May 16, 2003

Intimations of Mortality

image copyright Fred First
Edinburgh Castle, May 14, 2001

Two years ago today, we were on our way home from Ireland (and for too brief a time, Scotland) after visiting our son Nathan (who arrived here on Goose Creek just last night for a short visit). At the time, he was an exchange student from his little college at Maryville, Tennessee to Queens University in Belfast, Northern Ireland. The Emerald Isle is everything we expected, and we had a wonderful trip. Except...

Before we left for the trip, I had managed to have a little 'episode' with my low back... a recurring aggravation that was more of a nuisance most of the time here around the place. But sitting was the position of least comfort, and we certainly were going to do more than our share of sitting in buses, cabs, trains and planes during the trip. Even so, I'd be okay; just had to stretch a lot, change positions often, avoid too much prolonged sitting.

I don't know. Guess it was the tight little front seat of the cab we took from the motel to the airport the day we left for home. My knees were almost in my face. Whatever the cause, the effect was one massively powerful cramping pain in my right thigh and calf unlike anything I've ever experienced in my life. I tried to carry on the conversation with the cabby while jamming my foot into the floorboard with every ounce of strength I could find to push the pain back. We reached the airport. I passed out from the pain. I could barely stand or walk. This was not good.
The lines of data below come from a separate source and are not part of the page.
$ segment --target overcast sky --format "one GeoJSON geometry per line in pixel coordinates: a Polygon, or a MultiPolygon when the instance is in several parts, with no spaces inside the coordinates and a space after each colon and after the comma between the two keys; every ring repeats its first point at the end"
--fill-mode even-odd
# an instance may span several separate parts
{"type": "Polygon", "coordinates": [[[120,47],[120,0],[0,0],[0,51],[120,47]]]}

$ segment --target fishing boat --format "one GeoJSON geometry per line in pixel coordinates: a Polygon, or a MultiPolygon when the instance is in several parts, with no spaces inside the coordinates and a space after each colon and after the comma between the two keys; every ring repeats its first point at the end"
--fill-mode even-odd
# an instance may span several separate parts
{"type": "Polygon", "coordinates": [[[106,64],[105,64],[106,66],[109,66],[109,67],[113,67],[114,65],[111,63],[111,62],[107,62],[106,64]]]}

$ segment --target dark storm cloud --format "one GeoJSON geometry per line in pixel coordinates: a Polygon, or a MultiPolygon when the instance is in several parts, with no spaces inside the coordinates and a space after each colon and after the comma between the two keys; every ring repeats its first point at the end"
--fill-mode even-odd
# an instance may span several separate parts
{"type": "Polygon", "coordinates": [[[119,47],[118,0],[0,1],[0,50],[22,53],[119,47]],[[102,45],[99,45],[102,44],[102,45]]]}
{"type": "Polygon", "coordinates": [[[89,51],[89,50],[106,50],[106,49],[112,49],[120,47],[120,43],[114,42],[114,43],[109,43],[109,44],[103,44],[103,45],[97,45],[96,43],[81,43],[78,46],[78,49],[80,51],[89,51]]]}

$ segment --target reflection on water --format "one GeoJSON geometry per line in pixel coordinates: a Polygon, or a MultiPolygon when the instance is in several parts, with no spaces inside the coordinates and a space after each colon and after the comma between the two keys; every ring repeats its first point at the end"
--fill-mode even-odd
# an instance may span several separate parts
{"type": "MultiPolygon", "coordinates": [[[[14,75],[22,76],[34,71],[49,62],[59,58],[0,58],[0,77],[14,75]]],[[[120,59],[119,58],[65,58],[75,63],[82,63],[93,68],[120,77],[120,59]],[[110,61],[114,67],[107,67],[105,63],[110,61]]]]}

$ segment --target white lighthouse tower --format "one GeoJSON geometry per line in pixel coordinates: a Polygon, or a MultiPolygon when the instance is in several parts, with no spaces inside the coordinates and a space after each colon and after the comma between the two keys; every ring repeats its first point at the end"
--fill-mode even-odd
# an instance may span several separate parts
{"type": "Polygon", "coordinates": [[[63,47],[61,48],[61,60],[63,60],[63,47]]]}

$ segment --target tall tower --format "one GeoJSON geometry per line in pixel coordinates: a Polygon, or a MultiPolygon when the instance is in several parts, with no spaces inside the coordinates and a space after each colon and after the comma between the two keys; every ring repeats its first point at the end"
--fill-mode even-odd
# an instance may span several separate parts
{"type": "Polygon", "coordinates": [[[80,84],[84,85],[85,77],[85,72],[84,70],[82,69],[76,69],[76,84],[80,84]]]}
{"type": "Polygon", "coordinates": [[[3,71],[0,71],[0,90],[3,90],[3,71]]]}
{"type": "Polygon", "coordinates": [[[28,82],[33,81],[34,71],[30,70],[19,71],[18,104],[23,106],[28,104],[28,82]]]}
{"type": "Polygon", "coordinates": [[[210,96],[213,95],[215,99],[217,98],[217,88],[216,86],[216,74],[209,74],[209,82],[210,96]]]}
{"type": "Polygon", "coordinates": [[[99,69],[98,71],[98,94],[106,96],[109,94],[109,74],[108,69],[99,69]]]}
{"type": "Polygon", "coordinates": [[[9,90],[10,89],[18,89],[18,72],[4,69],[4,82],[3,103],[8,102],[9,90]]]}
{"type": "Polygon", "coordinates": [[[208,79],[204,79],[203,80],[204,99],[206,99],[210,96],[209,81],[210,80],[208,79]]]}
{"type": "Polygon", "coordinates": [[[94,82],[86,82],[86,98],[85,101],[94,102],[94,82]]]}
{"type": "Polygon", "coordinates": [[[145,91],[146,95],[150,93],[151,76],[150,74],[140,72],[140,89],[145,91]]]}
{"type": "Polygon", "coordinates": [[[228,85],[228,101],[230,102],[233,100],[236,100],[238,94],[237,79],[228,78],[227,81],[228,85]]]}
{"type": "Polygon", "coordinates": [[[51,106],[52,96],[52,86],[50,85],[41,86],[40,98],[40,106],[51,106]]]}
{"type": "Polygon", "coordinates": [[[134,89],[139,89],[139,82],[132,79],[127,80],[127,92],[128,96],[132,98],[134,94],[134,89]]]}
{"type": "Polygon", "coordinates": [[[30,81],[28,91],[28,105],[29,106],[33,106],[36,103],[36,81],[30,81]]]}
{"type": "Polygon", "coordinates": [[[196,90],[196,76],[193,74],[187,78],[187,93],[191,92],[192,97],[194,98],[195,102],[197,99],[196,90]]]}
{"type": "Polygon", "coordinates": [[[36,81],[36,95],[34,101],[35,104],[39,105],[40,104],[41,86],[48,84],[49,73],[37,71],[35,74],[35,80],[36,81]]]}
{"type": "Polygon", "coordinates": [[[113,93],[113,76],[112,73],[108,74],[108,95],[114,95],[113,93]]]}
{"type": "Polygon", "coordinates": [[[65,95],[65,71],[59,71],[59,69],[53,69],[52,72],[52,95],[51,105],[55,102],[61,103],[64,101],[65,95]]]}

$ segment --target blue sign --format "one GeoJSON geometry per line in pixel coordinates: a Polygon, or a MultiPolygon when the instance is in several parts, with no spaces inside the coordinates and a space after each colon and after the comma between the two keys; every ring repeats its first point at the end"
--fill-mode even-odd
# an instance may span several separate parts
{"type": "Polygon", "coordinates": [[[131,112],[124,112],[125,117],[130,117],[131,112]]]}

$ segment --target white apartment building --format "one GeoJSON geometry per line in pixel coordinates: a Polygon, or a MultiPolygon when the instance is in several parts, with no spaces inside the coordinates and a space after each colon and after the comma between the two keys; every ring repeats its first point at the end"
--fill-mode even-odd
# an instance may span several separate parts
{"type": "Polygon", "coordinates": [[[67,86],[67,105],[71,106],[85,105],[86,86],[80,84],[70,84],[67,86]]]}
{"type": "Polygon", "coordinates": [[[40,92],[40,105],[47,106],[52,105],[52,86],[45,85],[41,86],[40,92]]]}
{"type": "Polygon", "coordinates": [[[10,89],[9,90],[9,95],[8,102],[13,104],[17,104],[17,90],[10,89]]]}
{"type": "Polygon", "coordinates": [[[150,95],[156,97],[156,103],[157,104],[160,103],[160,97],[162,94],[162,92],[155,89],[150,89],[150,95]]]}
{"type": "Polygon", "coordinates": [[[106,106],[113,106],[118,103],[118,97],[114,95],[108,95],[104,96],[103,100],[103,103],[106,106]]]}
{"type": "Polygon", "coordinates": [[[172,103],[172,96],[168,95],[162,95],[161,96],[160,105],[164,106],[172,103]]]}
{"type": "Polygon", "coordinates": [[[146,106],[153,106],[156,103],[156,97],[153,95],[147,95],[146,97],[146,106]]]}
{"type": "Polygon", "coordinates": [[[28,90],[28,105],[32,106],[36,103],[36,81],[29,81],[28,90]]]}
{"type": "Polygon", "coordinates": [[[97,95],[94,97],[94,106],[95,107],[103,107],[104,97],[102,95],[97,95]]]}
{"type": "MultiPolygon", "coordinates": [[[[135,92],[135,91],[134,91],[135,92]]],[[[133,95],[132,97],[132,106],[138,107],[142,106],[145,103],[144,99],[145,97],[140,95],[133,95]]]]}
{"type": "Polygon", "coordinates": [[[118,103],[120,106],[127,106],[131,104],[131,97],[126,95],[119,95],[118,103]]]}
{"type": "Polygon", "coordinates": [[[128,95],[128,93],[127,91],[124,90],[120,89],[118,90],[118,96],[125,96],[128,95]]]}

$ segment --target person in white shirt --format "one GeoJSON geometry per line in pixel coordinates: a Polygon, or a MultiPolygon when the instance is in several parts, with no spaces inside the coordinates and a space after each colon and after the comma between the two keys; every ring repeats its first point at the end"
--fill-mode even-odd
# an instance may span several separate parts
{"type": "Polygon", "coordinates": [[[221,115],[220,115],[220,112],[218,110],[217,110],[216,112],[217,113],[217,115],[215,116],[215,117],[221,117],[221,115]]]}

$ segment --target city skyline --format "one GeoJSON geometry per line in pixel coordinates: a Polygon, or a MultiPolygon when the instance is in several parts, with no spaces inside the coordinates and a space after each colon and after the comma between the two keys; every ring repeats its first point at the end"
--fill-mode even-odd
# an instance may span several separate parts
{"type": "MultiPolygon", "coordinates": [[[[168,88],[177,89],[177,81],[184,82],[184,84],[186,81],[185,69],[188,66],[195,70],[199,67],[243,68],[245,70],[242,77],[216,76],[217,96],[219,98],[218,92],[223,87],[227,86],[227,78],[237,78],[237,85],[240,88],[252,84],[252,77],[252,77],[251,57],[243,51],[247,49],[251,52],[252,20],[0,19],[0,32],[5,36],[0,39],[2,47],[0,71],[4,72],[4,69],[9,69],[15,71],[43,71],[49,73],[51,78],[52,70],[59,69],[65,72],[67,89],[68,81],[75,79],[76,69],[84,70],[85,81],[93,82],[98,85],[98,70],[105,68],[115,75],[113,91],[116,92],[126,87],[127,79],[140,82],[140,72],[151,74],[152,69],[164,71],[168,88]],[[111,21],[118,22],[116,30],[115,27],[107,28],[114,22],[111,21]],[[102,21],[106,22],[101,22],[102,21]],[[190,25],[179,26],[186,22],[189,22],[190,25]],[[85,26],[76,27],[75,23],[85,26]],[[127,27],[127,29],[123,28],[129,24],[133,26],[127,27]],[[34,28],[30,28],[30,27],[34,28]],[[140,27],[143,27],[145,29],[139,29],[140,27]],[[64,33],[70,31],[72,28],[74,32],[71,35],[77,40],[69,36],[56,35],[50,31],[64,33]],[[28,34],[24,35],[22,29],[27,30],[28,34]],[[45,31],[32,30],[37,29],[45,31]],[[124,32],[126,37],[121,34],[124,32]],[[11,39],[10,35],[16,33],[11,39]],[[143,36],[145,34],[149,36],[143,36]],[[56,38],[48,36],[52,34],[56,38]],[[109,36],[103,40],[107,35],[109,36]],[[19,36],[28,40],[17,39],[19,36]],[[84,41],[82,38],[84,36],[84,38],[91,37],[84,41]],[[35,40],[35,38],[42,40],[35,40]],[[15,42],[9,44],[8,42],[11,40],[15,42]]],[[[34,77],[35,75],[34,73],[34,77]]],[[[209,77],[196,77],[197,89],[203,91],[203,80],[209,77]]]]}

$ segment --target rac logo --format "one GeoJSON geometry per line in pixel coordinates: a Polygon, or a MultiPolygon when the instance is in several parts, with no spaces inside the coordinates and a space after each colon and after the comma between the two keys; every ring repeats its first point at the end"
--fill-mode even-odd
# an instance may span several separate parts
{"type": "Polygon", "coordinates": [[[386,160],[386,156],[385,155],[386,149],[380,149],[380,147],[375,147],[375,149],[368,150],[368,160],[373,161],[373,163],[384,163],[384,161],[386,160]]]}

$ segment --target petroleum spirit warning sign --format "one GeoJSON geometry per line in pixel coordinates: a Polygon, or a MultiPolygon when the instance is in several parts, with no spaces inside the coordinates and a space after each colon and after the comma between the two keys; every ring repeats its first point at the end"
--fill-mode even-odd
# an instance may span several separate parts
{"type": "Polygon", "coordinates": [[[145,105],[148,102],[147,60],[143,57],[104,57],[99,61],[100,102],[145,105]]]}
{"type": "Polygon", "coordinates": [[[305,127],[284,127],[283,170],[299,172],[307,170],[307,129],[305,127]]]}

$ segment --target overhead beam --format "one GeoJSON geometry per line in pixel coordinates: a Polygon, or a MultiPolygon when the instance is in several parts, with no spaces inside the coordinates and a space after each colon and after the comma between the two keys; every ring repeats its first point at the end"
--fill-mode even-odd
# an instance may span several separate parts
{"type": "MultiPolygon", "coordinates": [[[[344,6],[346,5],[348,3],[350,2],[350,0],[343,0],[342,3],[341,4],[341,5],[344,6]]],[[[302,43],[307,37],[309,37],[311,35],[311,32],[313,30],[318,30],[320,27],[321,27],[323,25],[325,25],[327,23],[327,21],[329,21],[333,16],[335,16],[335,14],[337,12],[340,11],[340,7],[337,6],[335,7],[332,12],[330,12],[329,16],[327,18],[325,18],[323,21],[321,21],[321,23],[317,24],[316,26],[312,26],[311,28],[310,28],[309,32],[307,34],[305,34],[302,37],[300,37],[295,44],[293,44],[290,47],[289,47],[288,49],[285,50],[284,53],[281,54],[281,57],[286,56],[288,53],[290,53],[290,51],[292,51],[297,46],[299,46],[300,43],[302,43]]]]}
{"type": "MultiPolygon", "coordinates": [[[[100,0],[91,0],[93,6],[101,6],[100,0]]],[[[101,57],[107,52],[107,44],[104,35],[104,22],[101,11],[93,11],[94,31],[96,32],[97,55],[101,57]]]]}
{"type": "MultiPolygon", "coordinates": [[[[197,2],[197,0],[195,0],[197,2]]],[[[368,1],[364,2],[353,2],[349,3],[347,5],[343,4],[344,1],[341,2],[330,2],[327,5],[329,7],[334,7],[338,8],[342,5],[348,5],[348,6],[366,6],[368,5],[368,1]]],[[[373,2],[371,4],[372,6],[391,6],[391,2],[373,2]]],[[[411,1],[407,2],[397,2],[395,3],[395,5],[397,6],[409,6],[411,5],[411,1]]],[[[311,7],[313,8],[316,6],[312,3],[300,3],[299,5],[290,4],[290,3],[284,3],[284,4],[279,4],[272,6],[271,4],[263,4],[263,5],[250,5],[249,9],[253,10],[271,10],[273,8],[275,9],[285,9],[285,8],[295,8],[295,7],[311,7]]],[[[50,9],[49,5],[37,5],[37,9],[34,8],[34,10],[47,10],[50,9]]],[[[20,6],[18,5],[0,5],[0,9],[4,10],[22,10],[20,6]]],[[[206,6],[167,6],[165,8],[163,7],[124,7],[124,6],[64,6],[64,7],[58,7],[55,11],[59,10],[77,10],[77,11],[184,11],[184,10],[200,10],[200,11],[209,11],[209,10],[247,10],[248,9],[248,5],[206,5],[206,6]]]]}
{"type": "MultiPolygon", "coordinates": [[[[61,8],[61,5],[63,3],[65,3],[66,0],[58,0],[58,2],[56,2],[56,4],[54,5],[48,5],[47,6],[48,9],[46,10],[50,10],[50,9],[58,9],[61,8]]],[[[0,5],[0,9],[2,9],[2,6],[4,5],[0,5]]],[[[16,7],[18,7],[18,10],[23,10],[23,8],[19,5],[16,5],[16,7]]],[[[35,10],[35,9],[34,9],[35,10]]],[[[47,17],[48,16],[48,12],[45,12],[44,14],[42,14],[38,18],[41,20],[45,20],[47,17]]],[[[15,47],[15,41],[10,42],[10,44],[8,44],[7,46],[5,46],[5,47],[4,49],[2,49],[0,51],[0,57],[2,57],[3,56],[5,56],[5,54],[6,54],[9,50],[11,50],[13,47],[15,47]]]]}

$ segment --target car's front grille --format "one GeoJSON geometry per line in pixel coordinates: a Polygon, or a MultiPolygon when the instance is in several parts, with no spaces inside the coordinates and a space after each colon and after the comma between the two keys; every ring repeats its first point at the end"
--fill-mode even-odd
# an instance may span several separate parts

And for the next 20 hours, I was forced to sit, with an acute awareness of the exact distribution of my sciatic nerve. No pain meds, no ice. May 16, 2001 was without doubt the longest day of my life. For a week after we returned, I couldn't tolerate sitting behind the wheel to drive. Ann drove me to work (a brand new job, to boot) with me lying full back in the passenger's seat, feeling like a load of lumber in an ambulance. Tests showed nothing (no disc bulge etc). Save some calf weakness, I'm fully recovered now.

I apologize for dragging you along through my anniversary of miseries. But this is one of those Churchill kind of days that 'will live forevah in infamy' and thus is a part of the Fragmented Total Package of life that inhabits these pages. Today I am alive and very well, thank you, and will be rousting young Nate momentarily to press him into farming duties. The boy has a strong and healthy back, and the list is long!

Posted by fred1st at May 16, 2003 07:31 AM | TrackBack

Fred, I believe I took a photo from this same exact location when we were there several years ago. At the time there were loads of school kids playing in the yard far below. Thanks for the pleasant memory. (Sorry about the painful one.)

Posted by: sainteros at May 16, 2003 09:30 AM

Ouch, that hurt just reading about it!

Posted by: ronbailey at May 16, 2003 10:18 AM

Thanks for the photo, brought back loads of memories, thankfully, none of tyhem about back pain. How did you survive? Must be made of sterner stuff, Fred. Hope you have a great weekend.

Posted by: Alexandra at May 16, 2003 11:46 AM

I had also too a photo from that exact same spot, back in 1983. But a week later, I left my photo gear (and all my undeveloped film) on a train from London to Southhampton...

Posted by: Dave at May 16, 2003 12:42 PM


Posted by: Darren at May 17, 2003 07:22 AM

I have periodic bouts with my sciatic nerve; never so bad that I've passed out, but some bad enough that I wished I had. Not fun. BTW, wasn't that FDR who made the "infamy" speech?